Nach gut zwei Stunden schmerzen Gesäß und Gelenke gewaltig. „Du hast halt kein Sitzkissen“, sagt Vampy und lacht laut. Markus, der selbst nur eine dünne Jacke als Unterlage hat, zeigt Verständnis für den rostigen Reporter. „Keine Angst, mir tun die Glieder auch ziemlich weh.“ Vampy und Markus sind gute Freunde. Die 34-Jährige und der 30-Jährige kennen sich seit vielen Jahren.

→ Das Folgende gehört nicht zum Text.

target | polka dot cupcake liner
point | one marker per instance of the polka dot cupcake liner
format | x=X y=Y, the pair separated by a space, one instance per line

Ein WG-Zimmer und ein Mini-Haus mit 2,5 Quadratmetern
Markus wurde schon vor längerer Zeit im Rahmen einer polizeilichen Maßnahme zur Abwendung von Obdachlosigkeit, wie es in Beamtendeutsch heißt, ein Zimmer in einer Konstanzer Wohngemeinschaft zugewiesen. Vampy ist in Cuxhaven gemeldet, hat in Darmstadt ein Tiny House, also ein Mini-Haus auf Rädern mit 2,5 Quadratmetern, und verbringt einen Teil des Sommers am Bodensee.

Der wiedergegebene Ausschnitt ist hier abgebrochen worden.